Missing class ring back with owner after 30 years

FORT WAYNE, Ind. (WANE) – For more than 30 years, Greg Grenzenbach thought his class ring from Concordia Lutheran High School was gone forever. It disappeared his junior  year in gym class. That was in 1981.

“We were playing a game of shirts and skins and I placed the ring under my shirt. The ring was missing from under the shirt after class and I hadn’t seen it since,” Grenzenbach said.

It was about a year later  when George Whittle found it. He owns Fairfield Motors on Fairfield Avenue in Fort Wayne. When he was cleaning up a car new to the lot, he found a class ring in the back seat.

“I buy cars everywhere and I’m not sure where I bought this one,” Whittle said. “I tossed [the ring] in my desk drawer and finished up. I called the school and said I’d like to get it back to the fella.”

The school couldn’t give out student information, but Whittle left his contact information hoping the ring owner would call him. That call never came and the years went by. Whittle redecorated this office a few times and when he got a new desk, the ring went right into the new drawer.

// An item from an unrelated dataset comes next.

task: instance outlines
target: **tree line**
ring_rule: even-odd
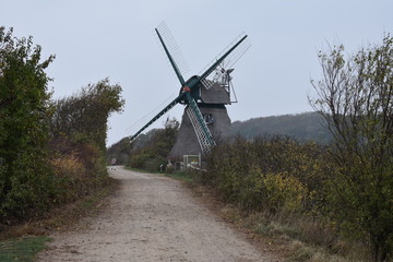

“I must have tried five or six times over the years. I’d toss it in the drawer and forget about it and when things would get slow, I’d get on the computer and look for [1982 Concordia grads] with the initials C.D.C.,” Whittle said. “It was a nice ring.”

Nothing would come up. But last month, Whittle took a closer look at the initials with a magnifying glass.

“I discovered it was G.D.G. not C.D.C.,” he said.

New searches came up with a few suggestions.

“One fellow had the initials of G.G., Greg Grenzenbach. He was in Tennessee, but I thought that can’t be it,” Whittle said.

To the White Pages he went and found a Grenzenbach in Fort Wayne.

“By golly it was his folks. The following day Greg called me and he was quite tickled,” Whittle said. “When he described it perfectly I knew I had the right guy.”

Grenzenbach couldn’t believe it.

“It’s pretty cool. It’s something I hadn’t thought about in years,” he said. “He said he was going to mail it to me and every day I was waiting at work for my mailman to show up. I kept telling myself, ‘You waited this long. Don’t be in a such a hurry now.'”

Finally, the ring came.

“The condition is amazingly good. He’s taken really good care of it,” Grenzenbach said. “I want to let him know how much I appreciate the care he’s given this thing for 30-some years.”

Whittle didn’t know if he’d ever find the owner, but said trying was the right thing to do.

“Nostalgic stuff means something to me. With the price of gold and metal these days, people find things and cash them in. But, that’s not what should be done with it,” he said.